There are two different documents used to plan the distribution of a person’s assets after death: the Will and the Revocable Living Trust. It is commonly believed that Revocable Living Trust is better for avoiding estate (death) taxes and for avoiding creditors. Neither of these things is true.
A Revocable Living Trust is neither better nor worse for avoiding estate taxes than a Will. Anything that can be done in a Revocable Living Trust to avoid estate taxes can also be done in a Will. This misconception probably arises from the fact that trusts are often used to avoid paying estate taxes (such as disclaimer trusts, charitable remainder trusts and Crummy trusts). But just as these trusts can be created inside of a Revocable Living Trust, they can also be created inside of a Will. (Trusts that are built into Will are called “testamentary trusts” and are very common.)
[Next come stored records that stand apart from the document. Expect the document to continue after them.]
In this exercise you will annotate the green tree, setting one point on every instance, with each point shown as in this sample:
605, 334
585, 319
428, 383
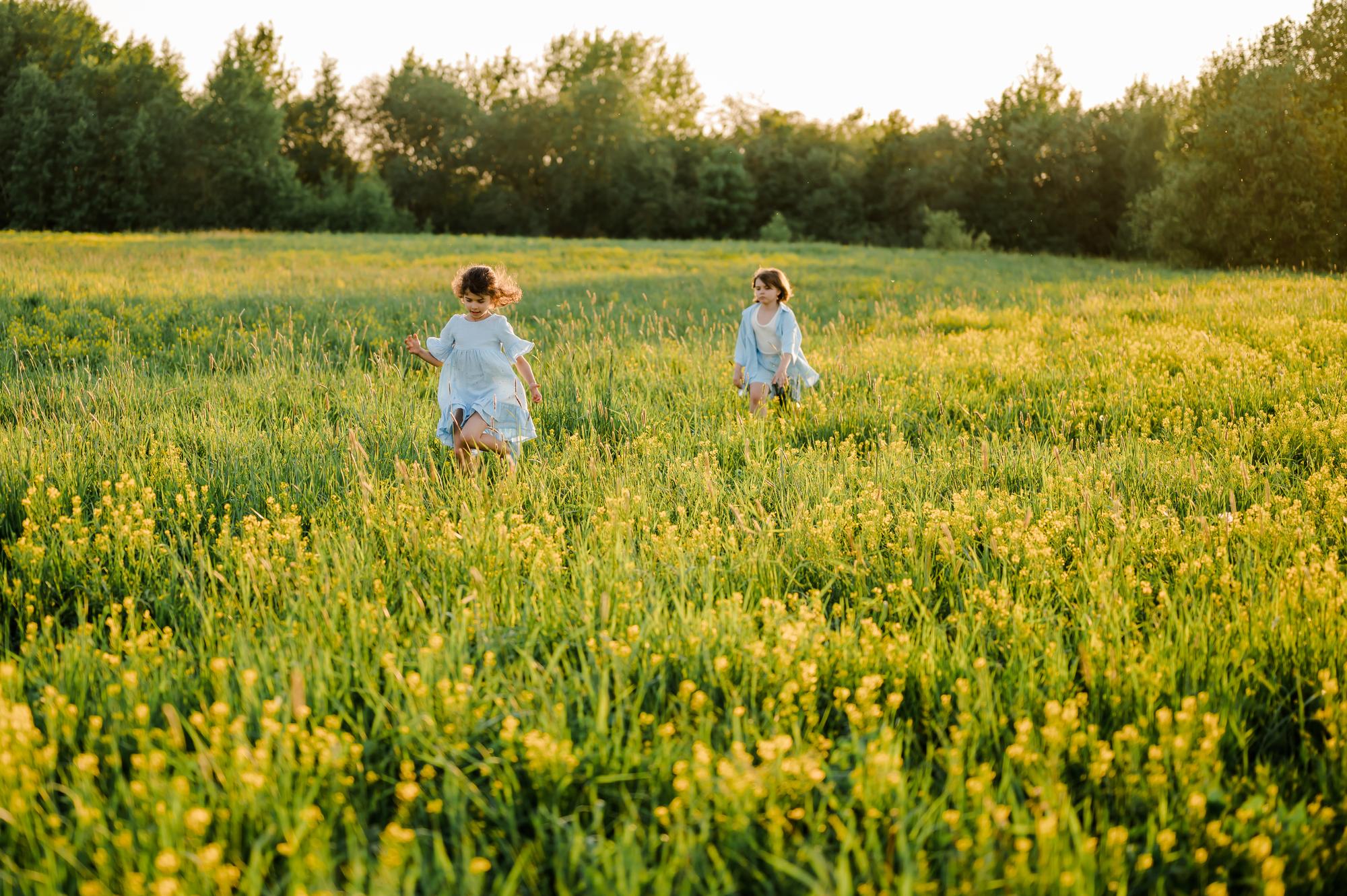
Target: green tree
316, 136
725, 191
1255, 174
1038, 174
91, 131
422, 127
242, 176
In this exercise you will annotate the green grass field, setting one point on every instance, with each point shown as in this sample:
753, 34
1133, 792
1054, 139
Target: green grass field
1039, 591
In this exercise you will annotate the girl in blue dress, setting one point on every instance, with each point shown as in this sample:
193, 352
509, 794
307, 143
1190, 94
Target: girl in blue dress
768, 358
482, 403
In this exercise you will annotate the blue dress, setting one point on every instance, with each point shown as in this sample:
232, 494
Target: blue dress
760, 368
478, 378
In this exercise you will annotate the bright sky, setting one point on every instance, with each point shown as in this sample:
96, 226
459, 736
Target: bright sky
825, 59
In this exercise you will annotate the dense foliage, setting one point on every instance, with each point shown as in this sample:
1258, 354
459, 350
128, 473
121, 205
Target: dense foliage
1041, 592
610, 135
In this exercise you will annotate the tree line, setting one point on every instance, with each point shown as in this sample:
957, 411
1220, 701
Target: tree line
610, 135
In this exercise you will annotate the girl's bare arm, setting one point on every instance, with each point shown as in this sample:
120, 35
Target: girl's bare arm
414, 346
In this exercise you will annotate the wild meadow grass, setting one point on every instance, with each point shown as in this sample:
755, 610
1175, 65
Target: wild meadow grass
1039, 592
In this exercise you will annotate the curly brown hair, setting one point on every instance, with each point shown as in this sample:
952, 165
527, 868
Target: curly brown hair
488, 283
774, 279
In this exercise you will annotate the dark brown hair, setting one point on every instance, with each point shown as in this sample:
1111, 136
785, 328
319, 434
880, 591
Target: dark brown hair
495, 285
774, 279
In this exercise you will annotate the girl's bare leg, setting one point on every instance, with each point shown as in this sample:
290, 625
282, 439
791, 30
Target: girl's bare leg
758, 399
473, 435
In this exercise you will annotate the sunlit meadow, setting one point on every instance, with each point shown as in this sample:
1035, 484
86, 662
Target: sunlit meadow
1041, 591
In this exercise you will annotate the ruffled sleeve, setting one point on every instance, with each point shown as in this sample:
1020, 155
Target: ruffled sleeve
746, 345
513, 345
444, 345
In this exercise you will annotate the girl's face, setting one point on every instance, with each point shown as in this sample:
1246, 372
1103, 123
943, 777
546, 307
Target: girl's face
476, 307
764, 294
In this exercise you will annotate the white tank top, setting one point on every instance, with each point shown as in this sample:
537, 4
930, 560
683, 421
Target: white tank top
770, 343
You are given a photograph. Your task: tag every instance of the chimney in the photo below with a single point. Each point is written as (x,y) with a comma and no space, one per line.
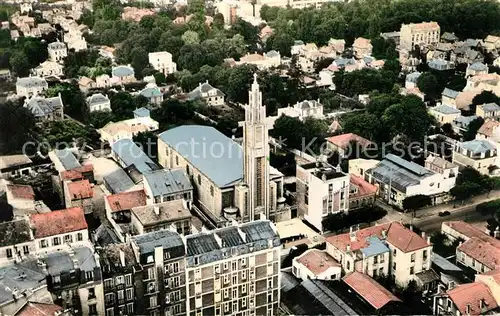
(122,258)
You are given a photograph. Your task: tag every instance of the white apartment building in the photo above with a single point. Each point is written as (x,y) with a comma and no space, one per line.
(162,61)
(321,189)
(389,249)
(422,34)
(234,270)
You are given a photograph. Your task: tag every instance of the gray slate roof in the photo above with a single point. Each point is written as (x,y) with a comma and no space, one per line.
(401,173)
(168,182)
(130,154)
(214,154)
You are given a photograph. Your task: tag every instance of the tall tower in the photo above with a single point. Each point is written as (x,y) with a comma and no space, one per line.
(256,153)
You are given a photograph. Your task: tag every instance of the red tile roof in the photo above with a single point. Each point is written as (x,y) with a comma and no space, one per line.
(343,141)
(317,261)
(471,294)
(39,309)
(58,222)
(483,251)
(396,234)
(370,290)
(364,187)
(21,191)
(126,200)
(80,190)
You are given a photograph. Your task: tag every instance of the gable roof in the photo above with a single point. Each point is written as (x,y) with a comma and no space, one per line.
(370,290)
(58,222)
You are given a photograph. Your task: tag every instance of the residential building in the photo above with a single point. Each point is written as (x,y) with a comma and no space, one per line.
(166,185)
(345,144)
(162,61)
(361,193)
(119,273)
(29,86)
(488,110)
(53,230)
(208,94)
(397,179)
(479,154)
(321,190)
(362,47)
(303,110)
(98,102)
(57,51)
(445,114)
(15,165)
(421,34)
(161,255)
(153,94)
(389,249)
(234,270)
(127,129)
(172,215)
(316,264)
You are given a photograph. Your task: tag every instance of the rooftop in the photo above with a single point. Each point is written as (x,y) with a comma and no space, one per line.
(126,200)
(192,141)
(169,211)
(370,290)
(58,222)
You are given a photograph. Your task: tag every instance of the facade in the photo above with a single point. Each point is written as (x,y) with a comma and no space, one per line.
(29,86)
(397,179)
(321,190)
(421,34)
(162,61)
(234,270)
(389,249)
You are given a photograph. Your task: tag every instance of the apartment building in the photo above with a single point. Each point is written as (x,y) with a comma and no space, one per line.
(389,249)
(234,270)
(161,255)
(422,34)
(321,190)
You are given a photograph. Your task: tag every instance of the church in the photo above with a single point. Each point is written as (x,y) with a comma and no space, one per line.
(231,181)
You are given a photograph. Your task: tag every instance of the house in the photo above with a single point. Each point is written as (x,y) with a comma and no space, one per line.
(362,47)
(166,185)
(173,215)
(361,193)
(303,110)
(389,249)
(445,114)
(49,68)
(398,179)
(448,97)
(316,264)
(57,51)
(98,102)
(475,69)
(343,143)
(153,94)
(127,129)
(46,109)
(488,110)
(477,154)
(29,86)
(15,165)
(123,74)
(162,61)
(21,197)
(210,95)
(78,194)
(321,190)
(420,34)
(54,229)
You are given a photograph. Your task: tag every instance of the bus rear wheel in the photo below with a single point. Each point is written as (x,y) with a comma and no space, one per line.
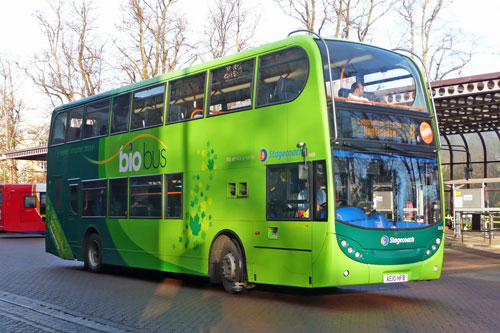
(93,254)
(232,268)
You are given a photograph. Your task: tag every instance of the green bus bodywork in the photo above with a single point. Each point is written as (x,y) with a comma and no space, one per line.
(224,161)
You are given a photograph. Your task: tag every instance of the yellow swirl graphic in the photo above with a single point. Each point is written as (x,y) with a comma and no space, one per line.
(125,145)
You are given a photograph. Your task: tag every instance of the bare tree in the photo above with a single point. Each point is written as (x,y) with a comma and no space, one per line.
(72,65)
(342,18)
(155,41)
(312,14)
(10,116)
(230,28)
(437,43)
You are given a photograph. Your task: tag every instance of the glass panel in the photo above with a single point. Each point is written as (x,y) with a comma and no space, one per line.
(173,196)
(145,196)
(75,124)
(73,198)
(288,192)
(320,198)
(96,119)
(446,172)
(43,203)
(187,98)
(118,197)
(393,191)
(30,201)
(493,194)
(59,129)
(459,171)
(457,146)
(477,170)
(94,198)
(231,87)
(282,76)
(147,107)
(367,74)
(121,110)
(494,170)
(476,148)
(492,144)
(445,153)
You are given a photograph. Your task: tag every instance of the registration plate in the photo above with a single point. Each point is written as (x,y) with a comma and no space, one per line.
(395,278)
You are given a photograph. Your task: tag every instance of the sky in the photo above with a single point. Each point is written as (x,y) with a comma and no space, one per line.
(20,34)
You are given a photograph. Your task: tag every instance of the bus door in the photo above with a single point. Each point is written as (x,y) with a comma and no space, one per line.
(284,254)
(72,225)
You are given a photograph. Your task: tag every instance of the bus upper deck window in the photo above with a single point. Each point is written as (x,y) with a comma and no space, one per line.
(186,98)
(120,113)
(147,107)
(231,87)
(59,129)
(75,121)
(282,76)
(96,119)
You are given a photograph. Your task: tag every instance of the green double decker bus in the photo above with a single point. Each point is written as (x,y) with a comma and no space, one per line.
(306,162)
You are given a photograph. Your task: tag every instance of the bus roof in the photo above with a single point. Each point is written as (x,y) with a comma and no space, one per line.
(191,70)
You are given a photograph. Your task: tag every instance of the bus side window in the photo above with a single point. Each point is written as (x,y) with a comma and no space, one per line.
(320,191)
(59,129)
(186,98)
(231,87)
(173,195)
(120,114)
(75,121)
(118,197)
(96,119)
(147,107)
(282,76)
(73,198)
(288,193)
(94,198)
(145,196)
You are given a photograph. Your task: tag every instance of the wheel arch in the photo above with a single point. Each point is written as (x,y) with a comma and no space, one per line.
(91,229)
(216,249)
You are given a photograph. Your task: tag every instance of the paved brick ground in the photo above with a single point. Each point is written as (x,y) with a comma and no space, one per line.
(465,299)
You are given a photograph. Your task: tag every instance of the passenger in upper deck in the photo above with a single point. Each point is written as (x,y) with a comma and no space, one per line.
(357,91)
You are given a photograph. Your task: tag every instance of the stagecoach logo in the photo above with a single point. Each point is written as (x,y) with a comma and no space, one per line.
(395,240)
(263,155)
(147,156)
(426,132)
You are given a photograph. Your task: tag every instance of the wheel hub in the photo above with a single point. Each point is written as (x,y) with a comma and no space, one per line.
(228,267)
(93,254)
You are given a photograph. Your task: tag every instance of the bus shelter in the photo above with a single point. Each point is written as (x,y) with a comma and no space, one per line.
(472,208)
(468,111)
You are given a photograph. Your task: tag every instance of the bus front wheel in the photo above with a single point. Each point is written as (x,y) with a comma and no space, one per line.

Nor is a Revocable Living Trust any better for avoiding creditors than a Will. Neither, in fact, avoids creditors. Creditors have a period of time after a person’s death to make a claim on the decedent’s estate, and if the creditor’s claim is valid and there is sufficient money in the estate, the claim will be paid. Also, creditors can attach assets that are held in the name of a Revocable Living Trust during the trustor’s lifetime, just as they can attach assets held in a creditor’s name.
Revocable Living Trusts are not without their advantages, however. They do not have to be probated (filed with the court), which means distribution often occurs sooner than with a Will and with less cost.
The disadvantages of Revocable Living Trusts are that they cost significantly more than a simple Will (a Will without tax planning) and are more complicated because assets need to be transferred to the trust. Finally, even with a Revocable Living Trust there is still a need for a Will, called a “Pour-over Will.”
Whether you get a Will or a Revocable Living Trust, you will be way ahead of most people, who have no estate planning documents of any kind.